In the last election, the left is demonized Romney as a cold-hearted liar who cares nothing about the poor and who will do or say anything to get elected.  They demonized rich Americans as well.  However, a simpler way of looking at who supported Obama and who supported Romney is to simply look at who pays federal income taxes and who receives those tax monies.

(The following numbers are rounded off for simplicity, but are accurate enough to get the general ideas.)

It turns out that the top 10% of income earners in the US pay 70% of all federal taxes.  The top 50% to 90% of income earners pay the other 30%.  The bottom 50% of income earners ($50,000 a year and below), pay virtually nothing.  (More accurately, it is the famous lowest 47% who pay no federal income tax.)

In his campaign, Obama said it is the lowest 50% of income earners in the U.S. who he is working for.   These people are his core constituency.   This is not a bad policy:  Obama is for the poor.

However, should it be any no surprise that these 50% enthusiastically supported Obama?  They will never have to pay for taxes or the debt.

Conversely, is it any surprise that most of the top 10% income earners—all 14 million of them—generally opposed Obama?  They will have to pay 70% of the federal budget and 70% of the debt’s cost!

Finally, it is any surprise that the top 50% to 90% of income earners have only mixed feelings about Obama?  They—all 56 million of them—only pay 30% of the budget and the debt, and 30% of the interest on that debt.

Below are some other interesting numbers regarding the US economic mess.

We borrow 40% of every dollar the federal government spends.

We are now $16 trillion in debt and the Congressional Budget Office predicts it will be $20 trillion in 2016 if Obama is re-elected.

The interest cost on this debt is now only 1.5% but has been historically around 3%, and will probably soon rise back to 3%.  3% of $20 trillion is $600 billion a year.  This is the interest that taxpayers will pay forever every year on that debt.

The interest rate in Greece is around 6%.  If the US economy ever approaches the economic state that Greece is in—which is exactly where we are headed—then our interest rate will also be around 6%.  6% of $20 trillion is $1.2 trillion, which is the interest future generations will pay every year, forever, for the debt that we have accrued.
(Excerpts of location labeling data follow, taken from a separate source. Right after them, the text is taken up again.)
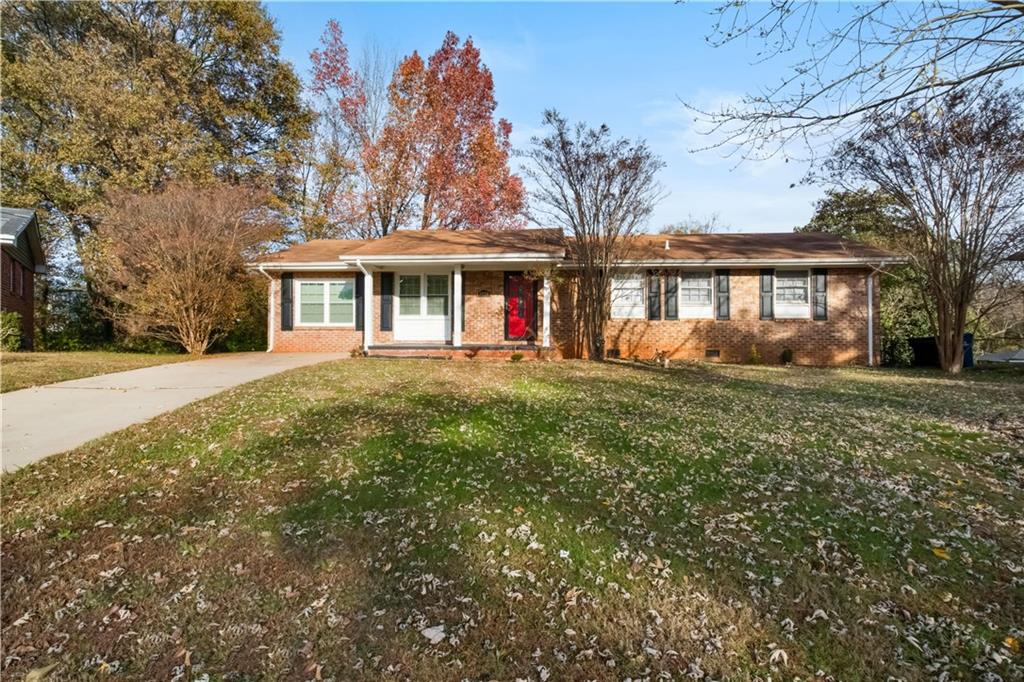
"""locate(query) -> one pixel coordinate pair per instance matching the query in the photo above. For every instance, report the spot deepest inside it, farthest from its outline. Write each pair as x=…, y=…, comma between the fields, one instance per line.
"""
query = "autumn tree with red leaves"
x=437, y=159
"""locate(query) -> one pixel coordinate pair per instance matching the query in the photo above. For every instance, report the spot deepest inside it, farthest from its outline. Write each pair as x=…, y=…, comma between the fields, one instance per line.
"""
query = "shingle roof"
x=748, y=246
x=318, y=251
x=14, y=220
x=729, y=246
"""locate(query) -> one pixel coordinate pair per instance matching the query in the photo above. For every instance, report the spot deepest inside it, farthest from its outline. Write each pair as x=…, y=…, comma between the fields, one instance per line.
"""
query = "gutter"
x=368, y=306
x=269, y=310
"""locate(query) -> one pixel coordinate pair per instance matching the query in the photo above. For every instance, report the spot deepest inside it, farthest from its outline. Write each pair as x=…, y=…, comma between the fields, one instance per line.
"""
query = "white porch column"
x=457, y=307
x=368, y=309
x=546, y=336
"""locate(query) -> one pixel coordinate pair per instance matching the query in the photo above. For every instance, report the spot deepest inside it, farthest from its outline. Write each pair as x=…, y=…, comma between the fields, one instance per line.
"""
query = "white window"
x=793, y=294
x=695, y=297
x=423, y=295
x=328, y=303
x=627, y=297
x=409, y=294
x=436, y=294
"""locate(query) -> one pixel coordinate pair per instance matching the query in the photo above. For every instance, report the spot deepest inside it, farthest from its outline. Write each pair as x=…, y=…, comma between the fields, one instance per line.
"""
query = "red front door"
x=519, y=307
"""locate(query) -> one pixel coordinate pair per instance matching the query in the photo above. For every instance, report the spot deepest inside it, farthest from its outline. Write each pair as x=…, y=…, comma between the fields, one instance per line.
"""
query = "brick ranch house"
x=469, y=294
x=20, y=259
Is this moral?  Is it fraud?  Is it theft?

No intention of paying it back

It seems the country is borrowing money from younger people and future generations with no intention of every paying it back.   The purpose of this “borrowing” is to stimulate the economy so that present citizens can consume as much goods and services as possible.

We’ll grow the economy and then pay the debt back

The con pitch is that we are borrowing from future taxpayers to help grow the economy.  Then because the economy is bigger, the government will collect more taxes and we will use these extra taxes to pay back the debt.

But let’s look at the math:

We have around $1 trillion deficit each year, and we will continue to have this deficit for the near future.  We tax around 33% of the GDP for Federal taxes.

Thus even to balance the budget the economy, we would have to grow $3 trillion in order to pay the $1 deficit and balance the budget.

Our GDP is now around $15 trillion a year.  Thus the GDP would have to be around $18 trillion in order to balance the budget.  This means that the economy would have grow at a rate of 20%.  ($15 trillion GDP divided into $3 trillion growth.)

The economy is now growing at a rate around 2%!  Thus we would need the economy to grow at 10 times the present rate!  An impossibility.

Thus there is no authentic plan to balance the budget, to create budget a surplus, or to begin paying back the debt!

To begin paying back the debt (which we say we are going to do) the economy would have to grow even faster than 20%!

Thus, the only way we could ever have a budget surplus and begin paying back the debt is by reducing spending.  Raising taxes will certainly help, but this might have a depressing effect on the economy.  Thus even though we must raise taxes for everyone the only way to have a long-term sustainable economy is to dramatically cut spending.

We call this policy austerity — a dirty word for progressives.